Investigation of size effects on material behavior of thin sheet metals using hydraulic bulge testing at micro/meso-scales

Reliable material models are necessary for accurate analysis of micro-forming and micro-manufacturing processes. The grain-to-feature size ratio (d/D_c) in micro-forming processes is predicted to have a critical impact on the material behavior in addition to the well-known effect of the grain size (d) itself as manifested by the Hall-Petch relation. In this study, we investigated the "size effects" on the material flow curve of thin sheet metals under hydraulic bulge testing conditions. The ratio of the sheet thickness to the material grain size (N=t₀/d) was used as a parameter to characterize the interactive effects between the specimen and the grain sizes at the micro-scales, while the ratio of the bulge die diameter to the sheet thickness (M=D_c/t₀) was used to represent the effect of the feature size in the bulge test. Thin sheets of stainless steel 304 (SS304) with an initial thickness (t₀) of 51 μm and three different grain sizes (d) of 9.3, 10.6, and 17 μm were tested using five bulge diameters (D_c) of 2.5, 5, 10, 20, and 100 mm. A systematic approach for determining the flow curve of thin sheet metals in bulge testing was discussed and presented.

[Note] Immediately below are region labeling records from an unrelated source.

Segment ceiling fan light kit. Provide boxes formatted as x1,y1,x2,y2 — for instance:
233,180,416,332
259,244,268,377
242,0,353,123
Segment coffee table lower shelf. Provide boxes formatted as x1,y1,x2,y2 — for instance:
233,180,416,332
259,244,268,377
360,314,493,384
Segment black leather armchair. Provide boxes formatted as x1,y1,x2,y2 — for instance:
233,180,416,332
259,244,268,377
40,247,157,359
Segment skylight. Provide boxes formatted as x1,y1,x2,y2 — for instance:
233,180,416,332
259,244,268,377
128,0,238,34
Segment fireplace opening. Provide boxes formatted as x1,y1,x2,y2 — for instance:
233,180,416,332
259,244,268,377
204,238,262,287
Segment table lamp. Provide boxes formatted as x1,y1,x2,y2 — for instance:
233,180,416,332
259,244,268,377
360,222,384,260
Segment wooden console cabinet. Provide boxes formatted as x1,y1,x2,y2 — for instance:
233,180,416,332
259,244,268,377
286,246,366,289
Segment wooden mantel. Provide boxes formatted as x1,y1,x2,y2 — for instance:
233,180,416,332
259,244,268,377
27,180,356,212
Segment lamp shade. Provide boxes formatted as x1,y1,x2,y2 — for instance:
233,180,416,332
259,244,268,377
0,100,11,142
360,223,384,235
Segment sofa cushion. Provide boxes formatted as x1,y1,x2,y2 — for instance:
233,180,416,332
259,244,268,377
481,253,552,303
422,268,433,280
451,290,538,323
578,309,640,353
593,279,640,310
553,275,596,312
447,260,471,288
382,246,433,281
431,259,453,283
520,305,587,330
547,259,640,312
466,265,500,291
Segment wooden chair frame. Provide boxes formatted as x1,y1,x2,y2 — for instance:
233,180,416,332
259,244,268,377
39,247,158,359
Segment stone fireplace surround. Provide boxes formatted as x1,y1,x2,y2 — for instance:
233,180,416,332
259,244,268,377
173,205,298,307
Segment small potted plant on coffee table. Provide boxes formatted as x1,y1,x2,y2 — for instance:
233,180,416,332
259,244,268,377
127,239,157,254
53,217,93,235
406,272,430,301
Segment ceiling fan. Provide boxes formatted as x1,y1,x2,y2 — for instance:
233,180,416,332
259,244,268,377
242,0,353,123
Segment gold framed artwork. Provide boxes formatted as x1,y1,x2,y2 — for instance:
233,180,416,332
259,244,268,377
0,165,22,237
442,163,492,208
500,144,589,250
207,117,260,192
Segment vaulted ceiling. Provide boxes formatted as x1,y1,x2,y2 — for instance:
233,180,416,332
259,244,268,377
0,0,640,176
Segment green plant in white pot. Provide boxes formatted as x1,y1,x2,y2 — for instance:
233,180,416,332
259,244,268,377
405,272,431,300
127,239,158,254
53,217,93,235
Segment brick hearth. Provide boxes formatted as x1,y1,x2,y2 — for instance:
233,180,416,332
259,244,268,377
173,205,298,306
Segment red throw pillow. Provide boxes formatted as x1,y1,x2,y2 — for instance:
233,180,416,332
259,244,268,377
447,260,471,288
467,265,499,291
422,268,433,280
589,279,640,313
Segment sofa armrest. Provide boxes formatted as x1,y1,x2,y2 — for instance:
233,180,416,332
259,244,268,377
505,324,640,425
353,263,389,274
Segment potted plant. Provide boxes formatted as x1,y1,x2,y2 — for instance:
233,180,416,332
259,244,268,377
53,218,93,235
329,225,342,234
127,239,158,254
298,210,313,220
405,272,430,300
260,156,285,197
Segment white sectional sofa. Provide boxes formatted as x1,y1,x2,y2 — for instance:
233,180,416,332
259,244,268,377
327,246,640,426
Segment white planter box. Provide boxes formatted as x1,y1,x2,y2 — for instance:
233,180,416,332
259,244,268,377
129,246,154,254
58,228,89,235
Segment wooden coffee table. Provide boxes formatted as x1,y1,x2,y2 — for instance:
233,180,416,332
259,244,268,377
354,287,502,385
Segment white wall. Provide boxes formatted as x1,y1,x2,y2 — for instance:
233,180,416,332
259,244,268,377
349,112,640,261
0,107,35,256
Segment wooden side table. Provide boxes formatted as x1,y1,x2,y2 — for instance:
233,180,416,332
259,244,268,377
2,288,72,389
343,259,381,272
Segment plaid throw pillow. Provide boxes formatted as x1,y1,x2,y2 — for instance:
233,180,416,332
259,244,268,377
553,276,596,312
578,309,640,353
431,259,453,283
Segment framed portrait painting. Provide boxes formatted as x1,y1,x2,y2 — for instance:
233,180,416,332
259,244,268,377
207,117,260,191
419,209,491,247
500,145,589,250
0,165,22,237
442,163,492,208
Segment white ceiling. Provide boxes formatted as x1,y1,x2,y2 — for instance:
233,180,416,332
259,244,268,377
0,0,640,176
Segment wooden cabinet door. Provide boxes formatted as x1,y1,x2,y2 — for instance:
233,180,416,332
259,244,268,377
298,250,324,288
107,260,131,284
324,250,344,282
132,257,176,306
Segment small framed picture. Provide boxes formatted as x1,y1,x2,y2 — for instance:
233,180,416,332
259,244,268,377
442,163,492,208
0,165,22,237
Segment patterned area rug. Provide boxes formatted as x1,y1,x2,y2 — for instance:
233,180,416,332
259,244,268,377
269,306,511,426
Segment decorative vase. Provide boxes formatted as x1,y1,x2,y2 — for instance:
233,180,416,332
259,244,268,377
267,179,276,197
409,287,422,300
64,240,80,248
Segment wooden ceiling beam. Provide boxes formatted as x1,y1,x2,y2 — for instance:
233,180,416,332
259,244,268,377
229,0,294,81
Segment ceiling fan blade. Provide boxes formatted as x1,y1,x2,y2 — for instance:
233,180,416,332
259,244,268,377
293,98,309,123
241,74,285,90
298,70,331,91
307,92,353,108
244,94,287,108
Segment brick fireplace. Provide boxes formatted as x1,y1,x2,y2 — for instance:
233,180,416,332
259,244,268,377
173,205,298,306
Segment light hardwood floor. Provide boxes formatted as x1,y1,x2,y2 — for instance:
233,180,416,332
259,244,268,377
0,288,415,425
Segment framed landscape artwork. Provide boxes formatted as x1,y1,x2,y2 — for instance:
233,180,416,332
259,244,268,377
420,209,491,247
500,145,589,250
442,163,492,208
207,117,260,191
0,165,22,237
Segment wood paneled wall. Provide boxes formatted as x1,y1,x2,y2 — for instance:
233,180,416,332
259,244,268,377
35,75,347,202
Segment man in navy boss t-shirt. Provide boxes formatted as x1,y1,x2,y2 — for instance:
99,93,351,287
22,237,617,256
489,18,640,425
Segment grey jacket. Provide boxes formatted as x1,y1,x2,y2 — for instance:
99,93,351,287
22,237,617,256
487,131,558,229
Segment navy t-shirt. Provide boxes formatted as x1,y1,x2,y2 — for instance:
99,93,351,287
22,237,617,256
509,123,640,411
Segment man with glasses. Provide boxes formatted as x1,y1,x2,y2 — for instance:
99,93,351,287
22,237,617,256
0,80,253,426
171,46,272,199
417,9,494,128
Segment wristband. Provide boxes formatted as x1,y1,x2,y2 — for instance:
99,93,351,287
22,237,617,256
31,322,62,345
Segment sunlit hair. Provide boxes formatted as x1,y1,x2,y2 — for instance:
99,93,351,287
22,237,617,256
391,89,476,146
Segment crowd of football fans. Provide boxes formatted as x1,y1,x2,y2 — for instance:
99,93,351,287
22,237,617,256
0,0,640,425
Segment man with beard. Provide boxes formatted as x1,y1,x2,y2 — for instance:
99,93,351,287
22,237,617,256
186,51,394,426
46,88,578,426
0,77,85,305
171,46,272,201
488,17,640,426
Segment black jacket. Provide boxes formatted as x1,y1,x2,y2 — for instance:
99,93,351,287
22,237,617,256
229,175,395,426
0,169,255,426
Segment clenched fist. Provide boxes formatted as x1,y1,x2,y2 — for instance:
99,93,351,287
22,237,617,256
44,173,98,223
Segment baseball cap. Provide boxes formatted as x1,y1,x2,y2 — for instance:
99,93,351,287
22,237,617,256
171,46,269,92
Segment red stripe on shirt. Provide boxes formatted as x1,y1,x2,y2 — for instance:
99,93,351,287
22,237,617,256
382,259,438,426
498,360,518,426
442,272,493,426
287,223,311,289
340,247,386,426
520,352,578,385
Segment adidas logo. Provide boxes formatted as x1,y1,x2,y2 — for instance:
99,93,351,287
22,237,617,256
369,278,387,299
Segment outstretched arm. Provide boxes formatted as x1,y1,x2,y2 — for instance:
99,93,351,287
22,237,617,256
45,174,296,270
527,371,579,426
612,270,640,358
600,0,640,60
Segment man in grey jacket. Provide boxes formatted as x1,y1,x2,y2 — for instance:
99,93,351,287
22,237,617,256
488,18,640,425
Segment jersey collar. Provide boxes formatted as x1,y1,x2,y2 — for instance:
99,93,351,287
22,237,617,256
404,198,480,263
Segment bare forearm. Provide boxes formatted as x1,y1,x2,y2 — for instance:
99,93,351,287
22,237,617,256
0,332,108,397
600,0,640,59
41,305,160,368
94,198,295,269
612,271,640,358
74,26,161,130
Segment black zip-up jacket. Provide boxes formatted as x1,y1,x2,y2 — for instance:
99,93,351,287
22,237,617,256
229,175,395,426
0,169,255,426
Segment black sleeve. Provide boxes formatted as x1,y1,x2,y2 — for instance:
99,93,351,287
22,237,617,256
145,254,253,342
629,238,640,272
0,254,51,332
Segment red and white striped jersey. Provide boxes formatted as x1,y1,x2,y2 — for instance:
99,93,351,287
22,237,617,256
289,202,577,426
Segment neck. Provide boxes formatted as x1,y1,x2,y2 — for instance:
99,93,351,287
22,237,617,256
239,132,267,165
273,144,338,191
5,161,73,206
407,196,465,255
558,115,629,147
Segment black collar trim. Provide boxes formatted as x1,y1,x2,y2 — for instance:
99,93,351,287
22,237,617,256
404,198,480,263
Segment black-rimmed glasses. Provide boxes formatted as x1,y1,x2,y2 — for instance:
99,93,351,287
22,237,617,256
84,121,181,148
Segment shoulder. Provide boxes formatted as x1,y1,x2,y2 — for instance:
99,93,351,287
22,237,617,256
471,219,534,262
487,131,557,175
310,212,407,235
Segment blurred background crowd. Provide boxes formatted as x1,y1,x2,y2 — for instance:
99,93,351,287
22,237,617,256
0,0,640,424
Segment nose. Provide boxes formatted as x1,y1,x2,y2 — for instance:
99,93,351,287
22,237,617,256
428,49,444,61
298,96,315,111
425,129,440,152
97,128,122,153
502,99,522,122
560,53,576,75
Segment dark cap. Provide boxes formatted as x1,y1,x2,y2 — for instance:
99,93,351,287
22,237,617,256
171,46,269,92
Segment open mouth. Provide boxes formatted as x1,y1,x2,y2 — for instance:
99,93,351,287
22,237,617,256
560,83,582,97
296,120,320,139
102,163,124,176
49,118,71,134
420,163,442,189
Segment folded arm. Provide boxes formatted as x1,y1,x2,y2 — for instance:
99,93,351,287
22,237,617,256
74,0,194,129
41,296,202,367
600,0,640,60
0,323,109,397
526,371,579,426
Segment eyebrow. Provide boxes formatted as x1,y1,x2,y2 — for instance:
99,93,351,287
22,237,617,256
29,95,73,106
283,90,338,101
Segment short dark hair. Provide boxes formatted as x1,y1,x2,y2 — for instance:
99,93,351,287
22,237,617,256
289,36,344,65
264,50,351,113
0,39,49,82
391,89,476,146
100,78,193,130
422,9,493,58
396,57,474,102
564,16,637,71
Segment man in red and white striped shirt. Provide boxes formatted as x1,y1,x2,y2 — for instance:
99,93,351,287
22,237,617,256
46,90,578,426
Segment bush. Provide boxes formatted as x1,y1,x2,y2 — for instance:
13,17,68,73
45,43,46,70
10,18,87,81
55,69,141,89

The results of the bulge tests at different scales showed a decrease in the material flow curve with decreasing N value from 5.5 to 3.0, and with decreasing M value from 1961 to 191. However, as M value was decreased further from 191 to 49, an inversed relation between the flow curve and M value was observed; that is, the flow curve was found to increase with decreasing M value from 191 to 49, a new observed phenomenon that has never been reported in any open literature. New material models, both qualitatively and quantitatively, were developed to explain the size effects on the material flow curve by using the N and M as the characteristic parameters of relative size between the grain, the specimen (i.e., sheet thickness), and the part feature (i.e., bulge diameter). The explanation and prediction of the flow curve behavior based on these models were shown to be in good agreement with the bulge test results in this study and in the literature.